6. DON’T leave your temporary home without water. If you think this is unnecessary advice, think again. There are usually only a few days a year when you will not be dying of thirst even after a short walk. Yes, Havana is that hot-literally and otherwise. There is a good chance you will find yourself in a part of town where there will be no stores or cafes in sight, and then, you will be glad you took my advice. In any type of accommodation you choose for your stay in Havana- a casa particular, expensive hotel or a cheap (and often not so cheerful) one, you will have a small fridge in your room. So there, no excuses.
7. DON’T rent a car unless you are planning to go outside of the city. With so many options for getting around Havana-taxis, bicitaxis, coco taxis, colectivos (communal taxis) and guaguas (public buses), you really don’t need a rental. Plus, they are not cheap, in fact, you can consider yourself lucky if you pay less than $100 a day for a small Korean or Chinese car. There are not nearly enough rental cars, so often trying to find one without a prior reservation seems like an impossible task. If you are planning on going outside of the city, driving in Cuba is pure pleasure. There are usually only a few cars on the roads, you can stop pretty much anywhere you want, and you only need to watch for chickens, pigs, cows, dogs, horse and ox drawn carts, bicyclists and people walking on the side of the road.
8. DON’T plan on doing too much.
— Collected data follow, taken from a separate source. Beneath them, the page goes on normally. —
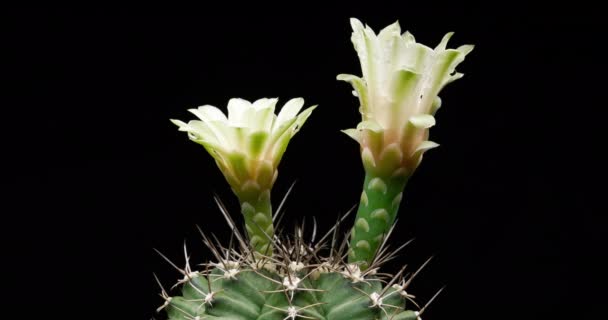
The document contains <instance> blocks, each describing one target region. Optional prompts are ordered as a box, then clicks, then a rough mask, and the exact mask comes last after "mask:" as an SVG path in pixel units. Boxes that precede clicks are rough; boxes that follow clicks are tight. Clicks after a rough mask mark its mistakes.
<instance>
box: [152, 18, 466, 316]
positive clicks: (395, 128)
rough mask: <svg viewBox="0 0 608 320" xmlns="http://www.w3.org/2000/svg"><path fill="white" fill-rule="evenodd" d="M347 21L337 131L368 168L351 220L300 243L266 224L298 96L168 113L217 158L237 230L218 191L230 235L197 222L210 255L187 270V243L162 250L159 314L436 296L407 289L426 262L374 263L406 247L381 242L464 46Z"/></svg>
mask: <svg viewBox="0 0 608 320" xmlns="http://www.w3.org/2000/svg"><path fill="white" fill-rule="evenodd" d="M351 25H352V28H353V34H352V38H351V39H352V42H353V44H354V46H355V49H356V51H357V53H358V55H359V59H360V62H361V69H362V73H363V76H362V77H357V76H354V75H339V76H338V79H339V80H344V81H347V82H349V83H351V84H352V85H353V87H354V89H355V91H354V92H353V93H354V94H355V96H357V97H358V98H359V102H360V111H361V116H362V121H361V123H359V124H358V125H357V127H356V128H354V129H348V130H344V132H345V133H347V134H348V135H349V136H351V137H352V138H353V139H355V140H356V141H357V142H358V143H359V144H360V148H361V159H362V161H363V167H364V169H365V173H366V175H365V180H364V183H363V191H362V193H361V199H360V203H359V207H358V210H357V213H356V217H355V219H354V226H353V227H352V228H350V232H348V233H347V234H346V235H340V234H338V232H337V230H338V227H339V226H340V224H341V223H342V222H343V220H344V218H342V219H341V220H339V222H338V223H337V225H335V226H334V227H333V228H332V229H330V230H329V232H328V233H327V234H326V235H325V236H323V237H322V238H321V239H320V240H319V241H317V242H315V241H314V235H315V234H316V228H315V230H314V231H313V233H312V234H313V236H312V239H311V240H310V241H305V239H304V230H302V229H296V232H295V234H294V235H293V236H291V237H285V236H281V237H279V236H278V235H277V232H276V226H275V224H274V218H275V217H276V214H275V215H274V216H273V210H272V206H271V202H270V197H271V191H272V186H273V185H274V182H275V181H276V179H277V174H278V169H277V168H278V165H279V162H280V160H281V158H282V156H283V153H284V152H285V150H286V148H287V145H288V143H289V141H290V139H291V138H293V136H294V135H295V134H296V132H298V130H299V129H300V128H301V127H302V125H303V124H304V122H305V121H306V120H307V119H308V117H309V116H310V114H311V113H312V111H313V110H314V108H315V107H309V108H308V109H305V110H304V111H302V112H300V110H301V109H302V107H303V105H304V100H303V99H301V98H296V99H292V100H290V101H288V102H287V103H286V104H285V105H284V106H283V107H282V109H281V111H280V113H279V114H278V115H275V112H274V109H275V105H276V104H277V99H259V100H257V101H255V102H253V103H252V102H249V101H246V100H243V99H231V100H230V101H229V102H228V108H227V109H228V115H227V116H226V115H225V114H224V113H223V112H222V111H221V110H219V109H218V108H215V107H213V106H202V107H199V108H198V109H191V110H190V111H191V112H192V113H194V114H195V115H196V116H197V117H198V118H199V120H193V121H189V122H188V123H185V122H182V121H179V120H172V122H173V123H174V124H176V125H177V126H179V130H180V131H185V132H187V133H188V137H189V138H190V139H191V140H192V141H194V142H197V143H199V144H201V145H202V146H203V147H204V148H205V149H206V150H207V151H208V152H209V154H210V155H211V156H212V157H213V158H214V159H215V162H216V163H217V165H218V167H219V169H220V170H221V171H222V173H223V175H224V177H225V178H226V180H227V182H228V184H229V185H230V187H231V188H232V190H233V192H234V194H235V195H236V196H237V198H238V200H239V203H240V205H241V213H242V215H243V217H244V222H245V234H241V233H240V232H239V231H238V228H236V225H235V223H234V221H233V220H232V218H231V217H230V215H229V214H228V212H226V210H225V209H224V208H225V207H224V206H223V205H221V202H219V200H217V199H216V200H217V202H218V204H220V210H221V211H222V213H223V215H224V217H225V218H226V220H227V222H228V225H229V226H230V228H231V230H232V232H233V235H234V237H235V238H236V241H234V242H233V241H231V242H230V243H231V245H229V246H227V247H225V246H222V245H221V244H220V243H218V242H217V241H215V242H214V241H211V240H210V239H209V238H208V237H207V236H206V235H205V234H204V233H203V231H201V234H202V235H203V239H204V242H205V244H206V245H207V247H208V248H209V249H210V251H211V252H212V253H213V255H214V258H215V260H214V262H209V263H207V264H204V265H203V268H201V269H200V270H192V267H191V266H190V263H189V260H188V259H189V257H188V253H187V252H184V253H185V258H186V265H185V267H184V268H180V267H178V266H177V265H176V264H174V263H173V262H171V261H169V260H168V259H167V261H169V263H171V265H173V267H175V268H176V269H177V270H178V271H179V272H180V273H181V276H182V277H181V279H180V280H179V281H178V282H177V283H176V285H175V286H174V287H180V289H181V295H179V294H178V295H175V296H170V295H169V292H168V291H166V290H165V289H162V293H161V296H162V297H163V299H164V303H163V305H162V306H161V307H160V308H159V311H160V310H162V309H164V310H166V313H167V314H168V316H169V319H171V320H200V319H226V320H228V319H230V320H254V319H259V320H274V319H277V320H288V319H292V320H294V319H320V320H342V319H344V320H372V319H385V320H389V319H390V320H406V319H408V320H409V319H411V320H413V319H419V318H420V315H421V314H422V313H423V312H424V310H425V309H426V306H428V304H429V303H430V302H431V301H432V300H433V299H434V297H433V298H431V299H429V301H428V302H427V304H426V305H425V306H424V307H422V308H420V306H418V305H417V304H416V303H415V302H414V300H413V298H414V296H412V295H410V294H409V293H408V292H407V291H406V289H408V286H409V285H410V283H411V281H412V280H413V279H414V277H415V276H416V275H417V274H418V272H419V271H420V269H422V267H424V266H425V265H426V263H425V264H424V265H423V266H422V267H421V268H420V269H418V271H415V272H411V273H405V272H406V268H405V267H404V268H403V269H401V270H400V271H399V272H398V273H396V274H394V275H391V274H387V273H382V272H380V267H381V266H382V265H383V263H385V262H386V261H388V260H391V259H392V258H394V256H395V254H396V253H397V252H398V251H399V250H401V249H402V248H403V247H404V246H405V245H407V243H406V244H405V245H402V246H401V247H399V248H396V249H391V248H390V246H389V245H388V242H387V239H388V237H389V236H390V233H391V232H392V230H393V228H394V223H395V219H396V216H397V213H398V210H399V206H400V204H401V200H402V198H403V189H404V187H405V184H406V183H407V181H408V180H409V177H410V176H411V175H412V174H413V172H414V171H415V169H416V168H417V167H418V165H419V164H420V162H421V160H422V155H423V153H424V152H425V151H427V150H429V149H432V148H434V147H436V146H438V144H436V143H434V142H432V141H430V140H428V136H429V128H430V127H432V126H433V125H435V118H434V114H435V112H436V111H437V109H438V108H439V107H440V105H441V100H440V99H439V97H438V96H437V95H438V93H439V91H440V90H441V89H442V88H443V87H444V86H445V85H446V84H448V83H450V82H452V81H454V80H457V79H459V78H461V77H462V74H460V73H456V72H455V68H456V66H457V65H458V64H459V63H460V62H462V61H463V60H464V57H465V56H466V55H467V54H468V53H469V52H470V51H471V50H472V49H473V47H472V46H461V47H459V48H458V49H446V46H447V41H448V40H449V38H450V37H451V35H452V34H451V33H449V34H447V35H446V36H445V37H444V38H443V40H442V41H441V43H440V44H439V45H438V46H437V47H436V48H435V49H431V48H429V47H426V46H424V45H422V44H419V43H416V42H415V40H414V37H413V36H412V35H411V34H410V33H409V32H405V33H403V34H401V30H400V27H399V24H398V23H395V24H392V25H390V26H388V27H386V28H385V29H383V30H382V31H380V32H379V33H378V34H375V33H374V31H373V30H372V29H371V28H369V27H367V26H365V27H364V26H363V24H361V22H359V21H358V20H356V19H352V20H351ZM278 211H280V209H279V210H278ZM330 236H331V237H330ZM233 243H235V245H233ZM184 251H185V247H184ZM161 255H162V254H161ZM163 257H164V256H163ZM165 259H166V258H165ZM427 262H428V261H427ZM408 272H409V271H408ZM159 285H161V288H162V284H161V283H160V281H159ZM440 291H441V290H440Z"/></svg>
If you do, the whole city and everything you’ve done may end up being just a big blur. Make sure you leave enough time to enjoy excellent Cuban coffee in the mid-morning heat somewhere in Havana Vieja, or to take an aimless stroll through a residential area of Vedado or Miramar, all the while envying the lucky people living in beautiful neocolonial houses with huge rooms and twenty foot ceilings. But whatever your idea of travel time spent wisely may be, there is one thing you simply cannot miss doing-sitting on the Malecon in the evening, with waves sloshing against the rocks behind your back, cooling the air with the help of a gentle breeze, and watching the world go by.
9. DON’T be impatient. Life is different in Cuba, but that’s one of the reasons you wanted to visit it in the first place. People are more relaxed and they take their time when doing things. It may be frustrating having to wait in a long and slow line to change money in the bank, but you might as well make the best of it and use the opportunity to strike up a conversation or take some interesting photographs. You can’t and you shouldn’t even try to change the way things work here.
10. DON’T believe everything you’ve read and heard about Cuba. Remember that even the best books and travel guides were written by a person and will, in some way, reflect personal views which may not be the same as yours. On the contrary, this doesn’t mean you shouldn’t read any of them. Cuba is a complex country and to be able to understand its past and present, you need to be well informed. So, in order not to contradict myself-don’t even take any of my advice for granted.